E o centro oculto do filme, aquilo que se instala sub-repticiamente
e vai aos poucos dominando de forma completa, é
o ato literário, o acesso ao escrever como acontecimento
na vida de uma pessoa, e esse acontecimento não
como dom, mas como vício, como praga e como doença
(característica pregnante em todo cinema de Cronenberg)
que, uma vez instalados, só farão prescrever
suas rotinas sobre os corpos de seus hóspedes.
Se a "clivagem temática" de Cronenberg
a que nos referimos no começo existe, é
porque agora o "corpo estranho" não
se insinua mais no terreno da ficção fantástica,
mas daqui em diante opera nos delírios mentais
do cotidiano, nas relações com nossos
objetos de predileção, nossas obsessões
corriqueiras. Nada glamourosa ou chique, a literatura
em Mistérios e Paixões é
a última provação, é a matéria
insidiosa e viciante que arremessa nosso personagem-escritor
no mundo das alucinações paranóicas,
um universo estranho em que nada é o que parece,
e tudo aquilo que não é central pode funcionar
como desvio de atenção. O foco, o foco:
escrever relatórios. É a partir desses
relatórios e de coisas prosaicas como uma relação
muito particular com máquinas de escrever que
nasce o tecido literário, que inconscientemente
ao próprio artista brota o livro, que de um relato
a partir da vivência surge a matéria da
escrita por si mesma. O mesmo lance de dados jogado
até o final: como gesto que inaugura sua viagem
(em sentido figurado e em sentido próprio), é
preciso que William Lee repita Guilherme Tell para provar
seu ofício de escritor.
Como o curta-metragem Câmera ou Videodrome,
Mistérios e Paixões é um
filme decisivo na carreira de Cronenberg. É o
momento que o narrador cronenberguiano abandona a frieza
distanciada, clínica, característica de
algumas de suas obras-primas (Crash vem à
mente primeiro), e mergulha de cabeça no vício
do personagem transformado em vício da ficção.

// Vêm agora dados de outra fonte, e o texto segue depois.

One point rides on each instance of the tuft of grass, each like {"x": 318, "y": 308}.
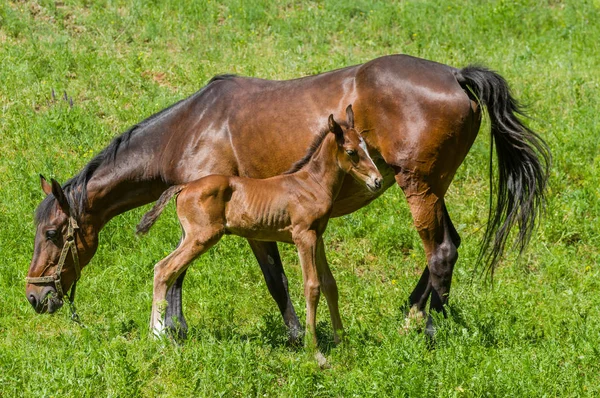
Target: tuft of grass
{"x": 535, "y": 333}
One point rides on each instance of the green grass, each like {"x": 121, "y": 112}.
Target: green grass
{"x": 535, "y": 333}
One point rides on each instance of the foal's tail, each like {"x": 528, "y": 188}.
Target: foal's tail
{"x": 149, "y": 218}
{"x": 523, "y": 164}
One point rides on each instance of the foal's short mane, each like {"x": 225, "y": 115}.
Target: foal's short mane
{"x": 315, "y": 144}
{"x": 76, "y": 188}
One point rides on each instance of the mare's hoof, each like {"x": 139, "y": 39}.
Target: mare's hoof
{"x": 295, "y": 336}
{"x": 413, "y": 320}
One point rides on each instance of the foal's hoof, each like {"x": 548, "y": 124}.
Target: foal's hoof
{"x": 295, "y": 337}
{"x": 322, "y": 361}
{"x": 430, "y": 329}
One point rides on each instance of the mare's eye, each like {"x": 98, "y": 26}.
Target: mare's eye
{"x": 51, "y": 234}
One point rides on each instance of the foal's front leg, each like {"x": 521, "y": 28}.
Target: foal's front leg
{"x": 306, "y": 242}
{"x": 329, "y": 288}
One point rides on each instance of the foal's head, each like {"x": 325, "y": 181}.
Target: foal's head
{"x": 352, "y": 154}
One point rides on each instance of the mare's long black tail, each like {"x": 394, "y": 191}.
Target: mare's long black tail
{"x": 151, "y": 216}
{"x": 523, "y": 164}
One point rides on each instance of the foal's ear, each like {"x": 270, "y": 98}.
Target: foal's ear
{"x": 350, "y": 116}
{"x": 45, "y": 186}
{"x": 59, "y": 194}
{"x": 337, "y": 130}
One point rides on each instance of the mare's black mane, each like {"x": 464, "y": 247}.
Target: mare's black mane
{"x": 315, "y": 144}
{"x": 76, "y": 188}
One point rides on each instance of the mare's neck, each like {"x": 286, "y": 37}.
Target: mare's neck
{"x": 323, "y": 168}
{"x": 129, "y": 174}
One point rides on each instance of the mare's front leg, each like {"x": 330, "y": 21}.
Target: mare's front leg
{"x": 329, "y": 288}
{"x": 170, "y": 269}
{"x": 268, "y": 257}
{"x": 174, "y": 319}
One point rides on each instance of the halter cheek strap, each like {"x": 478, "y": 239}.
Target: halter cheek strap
{"x": 55, "y": 278}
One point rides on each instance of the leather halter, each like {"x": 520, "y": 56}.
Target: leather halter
{"x": 55, "y": 278}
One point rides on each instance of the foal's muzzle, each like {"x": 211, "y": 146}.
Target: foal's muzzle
{"x": 375, "y": 183}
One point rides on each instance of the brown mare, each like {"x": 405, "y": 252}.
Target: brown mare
{"x": 292, "y": 208}
{"x": 419, "y": 119}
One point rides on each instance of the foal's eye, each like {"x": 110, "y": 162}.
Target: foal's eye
{"x": 51, "y": 234}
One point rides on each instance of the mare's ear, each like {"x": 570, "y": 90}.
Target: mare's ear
{"x": 45, "y": 186}
{"x": 337, "y": 130}
{"x": 59, "y": 194}
{"x": 350, "y": 116}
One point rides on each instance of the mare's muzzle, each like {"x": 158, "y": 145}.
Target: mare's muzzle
{"x": 45, "y": 300}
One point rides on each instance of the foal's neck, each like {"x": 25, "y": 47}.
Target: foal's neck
{"x": 323, "y": 167}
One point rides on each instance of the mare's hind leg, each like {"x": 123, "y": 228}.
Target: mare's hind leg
{"x": 419, "y": 296}
{"x": 168, "y": 270}
{"x": 441, "y": 242}
{"x": 270, "y": 263}
{"x": 330, "y": 291}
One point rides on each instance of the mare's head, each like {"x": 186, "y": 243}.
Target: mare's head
{"x": 62, "y": 247}
{"x": 352, "y": 153}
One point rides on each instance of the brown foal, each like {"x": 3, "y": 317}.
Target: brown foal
{"x": 294, "y": 208}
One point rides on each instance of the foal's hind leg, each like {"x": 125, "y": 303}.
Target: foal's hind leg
{"x": 306, "y": 243}
{"x": 270, "y": 263}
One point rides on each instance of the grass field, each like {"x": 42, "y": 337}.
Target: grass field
{"x": 535, "y": 333}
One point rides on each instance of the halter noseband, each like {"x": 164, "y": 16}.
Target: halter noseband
{"x": 56, "y": 277}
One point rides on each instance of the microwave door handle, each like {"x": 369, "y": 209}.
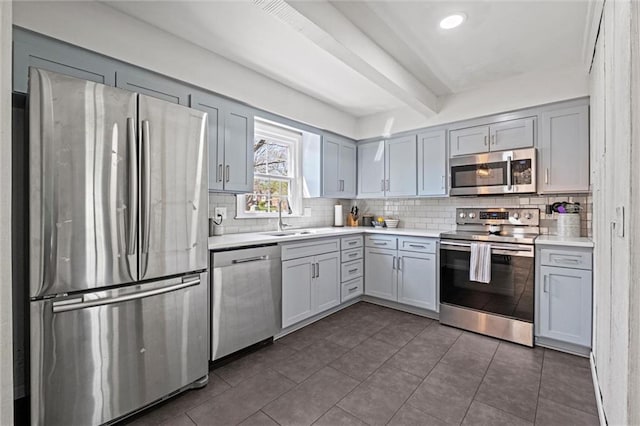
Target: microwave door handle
{"x": 509, "y": 185}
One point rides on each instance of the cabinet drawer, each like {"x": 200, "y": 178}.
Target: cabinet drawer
{"x": 352, "y": 270}
{"x": 422, "y": 245}
{"x": 309, "y": 248}
{"x": 351, "y": 242}
{"x": 353, "y": 254}
{"x": 566, "y": 258}
{"x": 381, "y": 241}
{"x": 351, "y": 289}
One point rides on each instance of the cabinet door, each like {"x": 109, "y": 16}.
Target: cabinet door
{"x": 238, "y": 149}
{"x": 417, "y": 279}
{"x": 31, "y": 50}
{"x": 371, "y": 169}
{"x": 512, "y": 134}
{"x": 331, "y": 179}
{"x": 401, "y": 166}
{"x": 432, "y": 163}
{"x": 152, "y": 84}
{"x": 298, "y": 298}
{"x": 565, "y": 305}
{"x": 348, "y": 169}
{"x": 380, "y": 274}
{"x": 564, "y": 150}
{"x": 213, "y": 107}
{"x": 471, "y": 140}
{"x": 327, "y": 281}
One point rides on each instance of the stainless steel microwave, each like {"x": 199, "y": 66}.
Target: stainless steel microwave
{"x": 504, "y": 172}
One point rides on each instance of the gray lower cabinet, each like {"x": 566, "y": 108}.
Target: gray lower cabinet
{"x": 432, "y": 163}
{"x": 403, "y": 270}
{"x": 230, "y": 143}
{"x": 563, "y": 150}
{"x": 564, "y": 296}
{"x": 310, "y": 284}
{"x": 338, "y": 167}
{"x": 151, "y": 84}
{"x": 32, "y": 50}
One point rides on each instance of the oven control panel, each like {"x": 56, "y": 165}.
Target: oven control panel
{"x": 498, "y": 216}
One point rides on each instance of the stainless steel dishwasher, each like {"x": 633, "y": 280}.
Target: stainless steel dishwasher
{"x": 246, "y": 302}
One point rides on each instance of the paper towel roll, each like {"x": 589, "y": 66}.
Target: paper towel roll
{"x": 337, "y": 215}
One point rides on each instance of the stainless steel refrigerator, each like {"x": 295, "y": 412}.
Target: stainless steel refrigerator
{"x": 118, "y": 250}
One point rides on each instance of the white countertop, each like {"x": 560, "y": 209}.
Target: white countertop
{"x": 255, "y": 238}
{"x": 557, "y": 240}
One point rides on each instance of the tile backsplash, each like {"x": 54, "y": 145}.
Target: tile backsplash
{"x": 419, "y": 213}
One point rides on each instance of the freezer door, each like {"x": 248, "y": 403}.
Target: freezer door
{"x": 102, "y": 355}
{"x": 83, "y": 187}
{"x": 173, "y": 189}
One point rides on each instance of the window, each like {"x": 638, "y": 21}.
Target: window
{"x": 276, "y": 172}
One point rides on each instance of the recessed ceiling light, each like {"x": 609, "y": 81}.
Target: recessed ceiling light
{"x": 452, "y": 21}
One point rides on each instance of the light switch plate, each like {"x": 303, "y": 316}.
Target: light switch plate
{"x": 222, "y": 211}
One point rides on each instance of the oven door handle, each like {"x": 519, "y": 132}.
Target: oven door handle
{"x": 515, "y": 250}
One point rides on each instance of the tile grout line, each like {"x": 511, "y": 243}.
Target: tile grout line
{"x": 423, "y": 380}
{"x": 480, "y": 384}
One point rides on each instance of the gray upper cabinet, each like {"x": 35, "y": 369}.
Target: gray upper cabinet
{"x": 152, "y": 84}
{"x": 563, "y": 150}
{"x": 500, "y": 136}
{"x": 401, "y": 166}
{"x": 338, "y": 167}
{"x": 371, "y": 181}
{"x": 432, "y": 163}
{"x": 31, "y": 50}
{"x": 469, "y": 141}
{"x": 230, "y": 143}
{"x": 512, "y": 134}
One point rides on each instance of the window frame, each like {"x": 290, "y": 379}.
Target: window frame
{"x": 282, "y": 134}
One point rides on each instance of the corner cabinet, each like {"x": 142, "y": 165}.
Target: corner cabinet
{"x": 500, "y": 136}
{"x": 310, "y": 279}
{"x": 432, "y": 163}
{"x": 564, "y": 298}
{"x": 388, "y": 168}
{"x": 338, "y": 167}
{"x": 563, "y": 150}
{"x": 230, "y": 143}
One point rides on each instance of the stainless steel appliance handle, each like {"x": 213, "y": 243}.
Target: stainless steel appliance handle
{"x": 133, "y": 186}
{"x": 65, "y": 306}
{"x": 146, "y": 186}
{"x": 514, "y": 247}
{"x": 251, "y": 259}
{"x": 509, "y": 173}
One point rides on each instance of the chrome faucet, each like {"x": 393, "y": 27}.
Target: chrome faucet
{"x": 282, "y": 225}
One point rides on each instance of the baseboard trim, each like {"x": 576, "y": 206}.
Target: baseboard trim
{"x": 596, "y": 389}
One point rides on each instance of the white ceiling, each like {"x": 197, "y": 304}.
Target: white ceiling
{"x": 365, "y": 57}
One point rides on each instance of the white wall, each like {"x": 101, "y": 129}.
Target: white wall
{"x": 6, "y": 329}
{"x": 518, "y": 92}
{"x": 615, "y": 121}
{"x": 102, "y": 29}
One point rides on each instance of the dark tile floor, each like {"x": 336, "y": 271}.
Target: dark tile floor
{"x": 371, "y": 365}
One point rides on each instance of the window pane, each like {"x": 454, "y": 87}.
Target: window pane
{"x": 278, "y": 160}
{"x": 260, "y": 155}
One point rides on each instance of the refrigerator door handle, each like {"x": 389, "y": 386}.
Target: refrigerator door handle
{"x": 146, "y": 186}
{"x": 81, "y": 303}
{"x": 133, "y": 187}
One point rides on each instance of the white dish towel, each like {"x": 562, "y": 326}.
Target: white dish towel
{"x": 480, "y": 263}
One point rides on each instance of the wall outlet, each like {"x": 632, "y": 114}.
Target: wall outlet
{"x": 222, "y": 211}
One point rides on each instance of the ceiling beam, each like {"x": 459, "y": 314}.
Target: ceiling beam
{"x": 323, "y": 24}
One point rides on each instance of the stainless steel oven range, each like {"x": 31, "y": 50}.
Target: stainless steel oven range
{"x": 503, "y": 307}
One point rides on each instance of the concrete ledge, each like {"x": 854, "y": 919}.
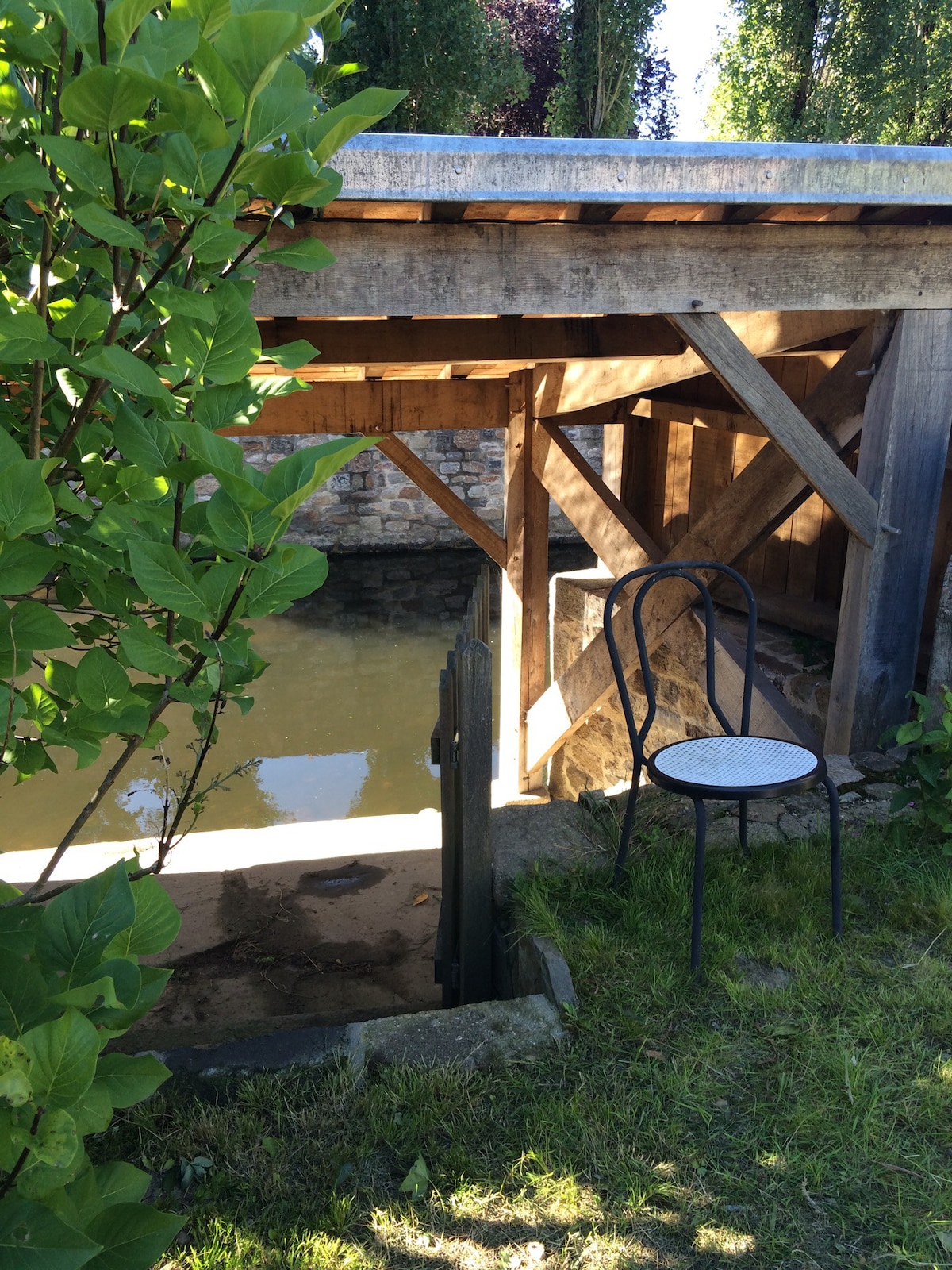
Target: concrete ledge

Filmes entrópicos, de compreensão difícil
ou por vezes impossível - os encontros de William
com os outros personagens de Mistérios e Paixões
nunca funcionam no sentido da evolução
narrativa, e isso nos impede de entender dramaticamente
sua colocação na história -, são
momentos particulares em que David Cronenberg prova
de seu próprio veneno, se insere na trama que
enreda para nós, cai voluntariamente em sua própria
teia. Menos um filme de crise do que a base para um
novo programa, Mistérios e Paixões
(se) apaixona pelas incertezas da arte.